Nigeria is often referred to as the giant of Africa because of its population and economy. Nigeria is known for its landmark and wildlife reserves with centers like the Zuma rock, a tall monolith outside the capital of Abuja that’s pictured on the national currency, Cross River National Park, and Yankari National Park amongst others.
The country is also blessed with natural resources in its various states. Some of these resources include natural gas, tin, iron ore, lead, zinc, arable land, coal, limestone, and niobium.
With an abundance of natural resources, she has 36 states and capitals with Governors for each state. Each state has its own populace but seems to experience an unequal increase in population.
The five most populated city in Nigeria asides from Lagos, Abuja, and Port Harcourt are elaborated as follows;
Kano is located in the northern part of Nigeria. It was created on May 27, 1967, from part of the Northern Region, and has borders with Katsina State to the northwest, Jigawa State to the northeast, Bauchi State to the southeast, and Kaduna State to the southwest. Kano has a landmark of 20,131 km2 (7,773 sqm), with a population of 9,401,288 as cited by Wikipedia in the 2006 census. The capital of kano is in the city of Kano.
It was traditionally founded by Kano, a blacksmith of the Gaya tribe who in ancient times came to Dalla Hill in the locality in search of iron. The discovery of stone tools indicates a prehistoric settlement of the site, which was selected for the capital of the Hausa state of Kano in the reign (1095–1134) of King Gajemasu (Gijimasu).
Kano is majorly known for commercial and industrial centers. Peanuts (groundnuts), a local subsistence crop, are the most commodity. The second most important traditional export is “hides and skins”. There is a considerable livestock trade. Pigs, raised on local farms managed by non-Muslims, are shipped to Lagos.
The state is crossed by the main (Lagos-Nguru) railway and by highways that link it to Kaduna and Bauchi states. Kano city also has an international airport. – Pop. (2006) 9,383,682.
The city of Ibadan was created in 1892 as a war camp for warriors coming from Ife, Ijebu, and Oyo. Ibadan is the capital city of Oyo state with a population of 2,550,559 according to the 2006 census.
Ibadan happens to be one of the most indigenous cities in west African with many cultural displays and tourist centers. Its tourist centers and places of interest include:
- Agodi Gardens
- Bowers Tower
- IITA Forest reserve
- University of Ibadan Zoological gardens
- Irefin palace
- Mapo Hall
- Trans Amusement Park
- National Museum of unity
- University of Ibadan zoo
- Heritage Park, UI
Its tourist center attracts lots of foreigners and researchers.
3. Benin city
The kingdom of Benin began in the 900s when the Edo people settled in the rainforests of West Africa. In the 1400s they had created a wealthy kingdom with a powerful ruler, known as the Oba. The Obas lived in beautiful palaces decorated with shining brass. The Kingdom of Benin is also known as the Edo Kingdom, or the Benin Empire. According to Britannica, Benin City has long been famous for its “bronzes”—actually, brass work, some of which is said to date from the 13th century—and for its ivory and wood carvings.

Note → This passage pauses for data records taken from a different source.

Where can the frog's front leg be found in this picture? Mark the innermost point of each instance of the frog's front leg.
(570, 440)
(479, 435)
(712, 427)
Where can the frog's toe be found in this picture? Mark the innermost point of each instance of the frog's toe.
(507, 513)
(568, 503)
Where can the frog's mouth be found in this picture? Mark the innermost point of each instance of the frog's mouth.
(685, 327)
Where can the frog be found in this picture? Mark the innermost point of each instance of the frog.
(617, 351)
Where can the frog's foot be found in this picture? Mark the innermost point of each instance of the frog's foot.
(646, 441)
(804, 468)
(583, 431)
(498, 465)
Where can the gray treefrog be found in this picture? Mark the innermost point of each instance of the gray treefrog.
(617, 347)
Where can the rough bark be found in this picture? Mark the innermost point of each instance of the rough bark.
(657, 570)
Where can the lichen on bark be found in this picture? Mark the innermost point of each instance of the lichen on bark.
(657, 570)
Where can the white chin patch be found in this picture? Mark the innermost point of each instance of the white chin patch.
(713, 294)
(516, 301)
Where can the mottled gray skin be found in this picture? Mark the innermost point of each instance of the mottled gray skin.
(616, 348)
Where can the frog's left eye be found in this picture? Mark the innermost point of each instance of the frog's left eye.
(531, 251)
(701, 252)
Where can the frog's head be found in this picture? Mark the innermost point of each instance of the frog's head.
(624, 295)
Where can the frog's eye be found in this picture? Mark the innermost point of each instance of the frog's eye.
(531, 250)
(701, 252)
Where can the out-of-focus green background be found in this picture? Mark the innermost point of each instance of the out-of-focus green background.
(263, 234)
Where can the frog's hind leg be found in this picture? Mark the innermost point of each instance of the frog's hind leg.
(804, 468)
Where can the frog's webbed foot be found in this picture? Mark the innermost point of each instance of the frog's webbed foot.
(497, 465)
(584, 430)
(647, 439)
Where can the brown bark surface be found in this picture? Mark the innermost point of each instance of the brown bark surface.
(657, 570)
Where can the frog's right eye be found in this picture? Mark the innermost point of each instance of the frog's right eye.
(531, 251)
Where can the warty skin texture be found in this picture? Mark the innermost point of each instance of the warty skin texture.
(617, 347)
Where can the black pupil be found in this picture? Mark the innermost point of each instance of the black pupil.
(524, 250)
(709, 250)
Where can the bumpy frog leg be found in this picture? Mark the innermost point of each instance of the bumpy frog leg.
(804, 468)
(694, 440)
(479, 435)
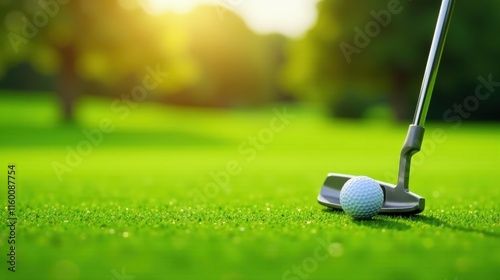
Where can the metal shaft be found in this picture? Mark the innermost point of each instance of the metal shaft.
(432, 66)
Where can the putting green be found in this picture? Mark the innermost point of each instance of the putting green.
(200, 194)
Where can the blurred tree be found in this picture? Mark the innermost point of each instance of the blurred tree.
(360, 52)
(236, 66)
(103, 41)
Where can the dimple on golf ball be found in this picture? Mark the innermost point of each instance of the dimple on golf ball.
(361, 197)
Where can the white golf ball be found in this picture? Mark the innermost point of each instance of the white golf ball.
(361, 197)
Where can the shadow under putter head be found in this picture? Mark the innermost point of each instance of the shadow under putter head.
(398, 200)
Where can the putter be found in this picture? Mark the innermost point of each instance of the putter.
(398, 200)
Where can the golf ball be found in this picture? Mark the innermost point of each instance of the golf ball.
(361, 197)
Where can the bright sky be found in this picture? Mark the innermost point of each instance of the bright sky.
(289, 17)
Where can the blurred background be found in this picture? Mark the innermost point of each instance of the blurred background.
(246, 54)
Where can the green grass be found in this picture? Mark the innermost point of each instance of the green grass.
(134, 201)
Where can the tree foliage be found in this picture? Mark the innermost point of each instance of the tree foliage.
(361, 52)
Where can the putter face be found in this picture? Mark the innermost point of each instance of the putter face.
(397, 200)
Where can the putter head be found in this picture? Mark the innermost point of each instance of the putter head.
(397, 200)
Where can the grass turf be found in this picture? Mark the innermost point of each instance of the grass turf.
(142, 203)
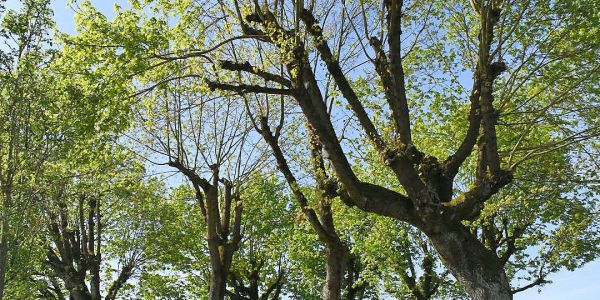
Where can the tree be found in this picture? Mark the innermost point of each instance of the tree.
(431, 200)
(26, 140)
(209, 142)
(97, 221)
(397, 75)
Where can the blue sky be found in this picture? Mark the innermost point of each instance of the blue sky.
(583, 284)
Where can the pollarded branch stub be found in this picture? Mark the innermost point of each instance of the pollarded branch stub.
(497, 68)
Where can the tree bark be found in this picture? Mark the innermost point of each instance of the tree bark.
(3, 259)
(478, 269)
(336, 268)
(218, 284)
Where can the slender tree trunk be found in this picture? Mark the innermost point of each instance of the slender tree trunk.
(218, 284)
(3, 260)
(337, 259)
(478, 269)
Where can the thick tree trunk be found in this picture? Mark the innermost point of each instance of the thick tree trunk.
(336, 267)
(478, 269)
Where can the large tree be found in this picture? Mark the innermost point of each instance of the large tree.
(456, 101)
(431, 198)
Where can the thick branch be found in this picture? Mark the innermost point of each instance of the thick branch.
(247, 67)
(247, 88)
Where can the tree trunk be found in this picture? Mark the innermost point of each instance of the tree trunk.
(218, 284)
(3, 260)
(336, 267)
(475, 267)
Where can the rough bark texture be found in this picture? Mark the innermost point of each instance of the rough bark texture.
(478, 269)
(429, 203)
(223, 215)
(76, 254)
(3, 260)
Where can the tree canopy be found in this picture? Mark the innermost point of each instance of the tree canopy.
(307, 149)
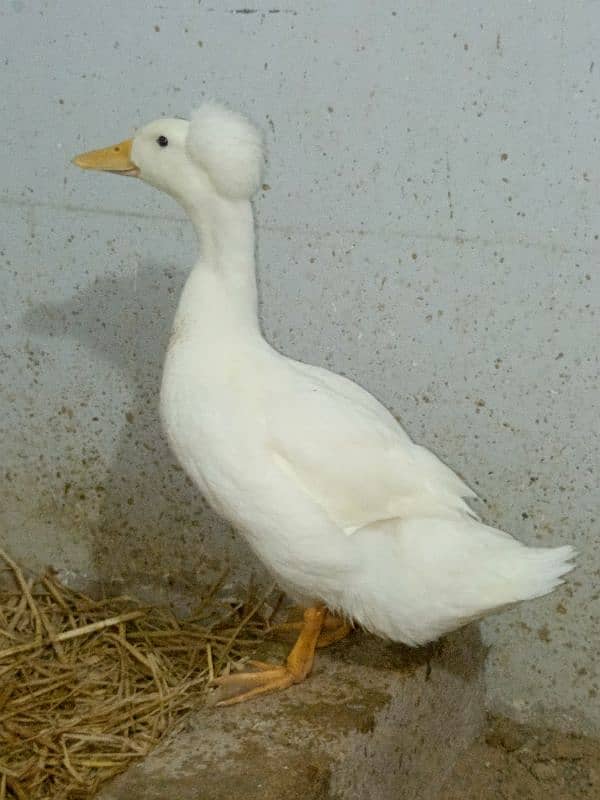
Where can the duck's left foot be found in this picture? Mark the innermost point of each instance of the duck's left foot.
(269, 677)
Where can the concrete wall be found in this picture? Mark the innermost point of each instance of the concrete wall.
(431, 229)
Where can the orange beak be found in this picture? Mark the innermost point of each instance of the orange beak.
(116, 158)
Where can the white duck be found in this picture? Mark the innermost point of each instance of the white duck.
(331, 493)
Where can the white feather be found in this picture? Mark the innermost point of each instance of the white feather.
(326, 486)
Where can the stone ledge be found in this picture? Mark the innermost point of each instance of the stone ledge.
(375, 721)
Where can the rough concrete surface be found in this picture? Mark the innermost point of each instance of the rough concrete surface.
(375, 721)
(519, 762)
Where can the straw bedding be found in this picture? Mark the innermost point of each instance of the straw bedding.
(87, 685)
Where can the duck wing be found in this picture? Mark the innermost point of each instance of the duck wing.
(352, 456)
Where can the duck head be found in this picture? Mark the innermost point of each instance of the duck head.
(217, 152)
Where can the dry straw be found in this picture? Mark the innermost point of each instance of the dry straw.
(87, 686)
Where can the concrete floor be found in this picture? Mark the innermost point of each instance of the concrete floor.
(375, 721)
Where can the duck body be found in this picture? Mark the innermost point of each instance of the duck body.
(325, 485)
(328, 489)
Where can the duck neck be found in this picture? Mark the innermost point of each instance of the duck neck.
(220, 295)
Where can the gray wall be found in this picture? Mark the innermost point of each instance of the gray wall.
(431, 230)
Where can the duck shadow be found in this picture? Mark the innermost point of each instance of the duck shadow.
(152, 534)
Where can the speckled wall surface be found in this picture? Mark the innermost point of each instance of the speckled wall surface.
(430, 227)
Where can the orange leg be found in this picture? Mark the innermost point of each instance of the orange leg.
(333, 629)
(269, 678)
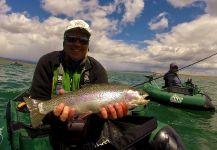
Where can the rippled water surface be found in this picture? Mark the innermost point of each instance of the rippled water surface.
(198, 129)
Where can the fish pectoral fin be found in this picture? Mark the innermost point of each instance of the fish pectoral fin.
(85, 115)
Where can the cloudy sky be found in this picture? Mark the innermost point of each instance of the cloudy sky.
(137, 35)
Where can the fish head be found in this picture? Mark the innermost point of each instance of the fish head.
(136, 98)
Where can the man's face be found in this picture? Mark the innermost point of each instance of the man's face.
(76, 44)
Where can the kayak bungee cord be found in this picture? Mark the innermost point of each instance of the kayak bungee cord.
(178, 70)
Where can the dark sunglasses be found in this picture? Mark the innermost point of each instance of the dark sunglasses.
(73, 39)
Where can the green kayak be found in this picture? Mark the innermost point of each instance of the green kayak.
(16, 132)
(187, 96)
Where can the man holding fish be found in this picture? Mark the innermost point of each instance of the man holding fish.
(68, 73)
(68, 70)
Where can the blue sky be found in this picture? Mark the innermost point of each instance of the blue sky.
(137, 35)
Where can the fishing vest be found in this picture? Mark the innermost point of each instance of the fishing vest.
(67, 80)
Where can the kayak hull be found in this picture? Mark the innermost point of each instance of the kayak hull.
(197, 101)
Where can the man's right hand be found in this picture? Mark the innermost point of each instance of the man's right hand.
(63, 112)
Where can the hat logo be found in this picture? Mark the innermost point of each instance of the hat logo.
(79, 24)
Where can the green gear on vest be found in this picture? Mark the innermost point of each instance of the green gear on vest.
(67, 84)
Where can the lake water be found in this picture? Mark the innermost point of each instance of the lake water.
(197, 129)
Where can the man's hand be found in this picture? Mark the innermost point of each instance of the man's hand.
(118, 110)
(64, 112)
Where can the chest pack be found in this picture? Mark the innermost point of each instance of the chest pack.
(69, 81)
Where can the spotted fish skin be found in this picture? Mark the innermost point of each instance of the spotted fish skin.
(90, 98)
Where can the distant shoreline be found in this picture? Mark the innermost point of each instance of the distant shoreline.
(131, 72)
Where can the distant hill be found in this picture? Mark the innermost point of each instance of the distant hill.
(18, 60)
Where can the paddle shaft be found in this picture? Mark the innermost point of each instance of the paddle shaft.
(178, 69)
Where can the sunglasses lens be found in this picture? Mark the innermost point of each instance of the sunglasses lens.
(73, 39)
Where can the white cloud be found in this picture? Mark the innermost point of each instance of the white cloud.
(159, 22)
(187, 42)
(181, 3)
(133, 8)
(4, 8)
(28, 38)
(211, 7)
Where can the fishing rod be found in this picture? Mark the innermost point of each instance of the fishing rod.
(178, 69)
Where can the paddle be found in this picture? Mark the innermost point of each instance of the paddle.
(178, 70)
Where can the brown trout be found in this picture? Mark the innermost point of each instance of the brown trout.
(90, 98)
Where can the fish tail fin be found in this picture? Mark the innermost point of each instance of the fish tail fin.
(35, 116)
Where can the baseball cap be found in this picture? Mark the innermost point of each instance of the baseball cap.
(78, 24)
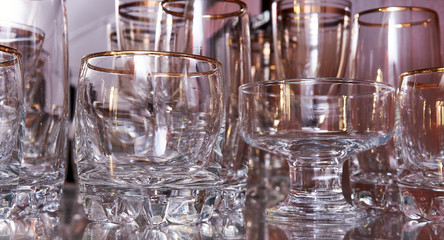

The Oba’s Palace is known for bronze plaques that once decorated the walls, depicting historical events and life at court. The city is known for its bronze casting, and bronze casters ply their trade along Igun Street.
Benin City is the capital of Edo State, southern Nigeria. Its places of interest include the
- Oba Palace,
- Henzzy W hub
- Ogba Zone, Benin City.
Jos is the administrative capital and largest city of Plateau State. It has a population of about 900,000 residents based on the 2006 census. It’s Popularly called “J-Town”.
The city is located on the Jos Plateau at about 1,238 meters or 4,062 feet above sea level.
Jos tourist centers include:
- Jos wildlife park
- Solomon Lar Amusement park
- Museum of traditional architecture
Enugu is known for its friendliness and hospitality. It is a state in southeastern Nigeria, created in 1991 from part of the old Anambra State. Enugu State had a population of 3,267,837 people at the census held in 2006 (estimated at over 3.8 million in 2012). It is home to the Igbo of southeastern and a few Idoma/Igala people in Ette (Igbo-Eze North) of Enugu State, Nigeria.